O longa-metragem conta a história do relacionamento de dez anos entre a advogada Tony (Emmanuelle Bercot) e o empresário Georgio (Vincent Cassel). Após se conhecerem em uma festa, os dois iniciam uma relação intensa, casam-se e têm um filho. Porém, aos poucos a união começa a ruir, muito devido à postura do personagem de Cassel que, egoísta e impulsivo, é bem melhor amante que companheiro. Tony, por sua vez, tenta ao máximo sair desse casamento, que se torna uma espécie de vício, no qual prazer e degradação andam juntos.

Esse sentimento destrutivo já se manifesta logo na primeira cena, quando Tony cai e quase morre em uma estação de esqui. Ela rompe o ligamento do joelho esquerdo e vai parar em uma clínica. Afastada de todos, rememora seu passado enquanto se recupera física e psicologicamente. Em determinado momento do filme, a terapeuta da instituição pede que Tony conte novamente o seu acidente e repita com calma a palavra “joelho” (genou), que em francês une os sons dos termos “eu” (je) e “nós” (nous). É justamente essa confusão entre o que é meu e o que pertence ao outro o mote central da narrativa, marcada por cenas intensas.

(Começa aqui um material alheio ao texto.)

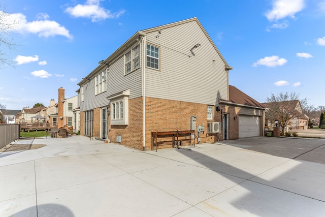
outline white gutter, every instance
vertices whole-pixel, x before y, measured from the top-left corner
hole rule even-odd
[[[247,105],[240,104],[239,103],[233,103],[231,102],[225,101],[224,100],[219,100],[219,103],[223,103],[225,104],[232,105],[234,106],[241,106],[241,107],[248,107],[248,108],[255,108],[255,109],[264,109],[264,110],[267,109],[267,108],[258,107],[257,106],[248,106]]]
[[[142,76],[143,81],[142,82],[143,87],[143,93],[142,93],[142,97],[143,97],[143,135],[142,135],[143,137],[143,150],[144,151],[146,150],[146,37],[144,36],[143,37],[143,46],[142,46],[143,49],[143,63],[142,65],[143,67],[143,75]]]

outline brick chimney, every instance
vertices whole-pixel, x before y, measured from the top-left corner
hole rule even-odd
[[[54,99],[51,99],[51,100],[50,100],[50,106],[53,106],[54,105],[55,105],[55,101]]]
[[[58,97],[57,98],[57,128],[60,128],[64,125],[63,113],[63,103],[64,100],[64,89],[61,87],[58,89]]]

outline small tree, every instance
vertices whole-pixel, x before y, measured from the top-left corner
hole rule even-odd
[[[44,106],[43,103],[35,103],[35,105],[34,105],[34,106],[32,107],[32,108],[38,108],[38,107],[45,107],[45,106]]]
[[[6,105],[0,103],[0,109],[6,109]],[[0,112],[0,123],[4,122],[5,117],[2,113]]]
[[[324,120],[324,114],[321,112],[319,117],[319,128],[322,129],[325,126],[325,120]]]
[[[277,95],[271,94],[270,98],[267,98],[267,103],[269,110],[265,114],[266,119],[274,121],[282,128],[282,133],[289,125],[290,120],[295,116],[300,116],[302,111],[297,110],[296,101],[299,100],[302,107],[307,105],[307,98],[299,100],[299,94],[295,92],[288,94],[280,92]]]
[[[4,8],[4,10],[0,10],[0,65],[13,66],[13,61],[3,50],[5,47],[10,50],[16,49],[17,45],[13,42],[9,33],[16,28],[18,22],[12,19],[11,15],[5,12],[5,7],[0,5],[0,8]]]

A volatilidade das paixões não é uma novidade no cinema francês. A temática aparece em clássicos como A Mulher do Lado e no recente Azul É a Cor Mais Quente. O que se destaca no filme de Maïwenn é a atuação impactante dos protagonistas. Em Meu Rei, Vincent Cassel dosa muito bem a linha tênue entre um comportamento atraente e agressivo. Seduzido por seu próprio carisma, Georgio acredita que pode fazer sua família feliz, mas acaba se destruindo e levando junto os outros ao seu redor, numa espiral de ausências e traições. Já Emmanuelle Bercot também constrói uma personagem complexa que mistura delicadeza e raiva, numa atuação que lhe rendeu o prêmio de melhor atriz no Festival de Cannes do ano passado. Ela se entrega à força da sua paixão até chegar ao limite, questionando sua própria identidade.

Nesse caos de sentimentos, o filme levanta a questão do quanto se sabe sobre aquele que dorme ao lado, como na cena em que Tony fala a Georgio: “Eu não te conheço de verdade”. Amor e vício em Meu Rei se tornam dois lados da mesma moeda, em um ensaio comovente sobre a vida a dois.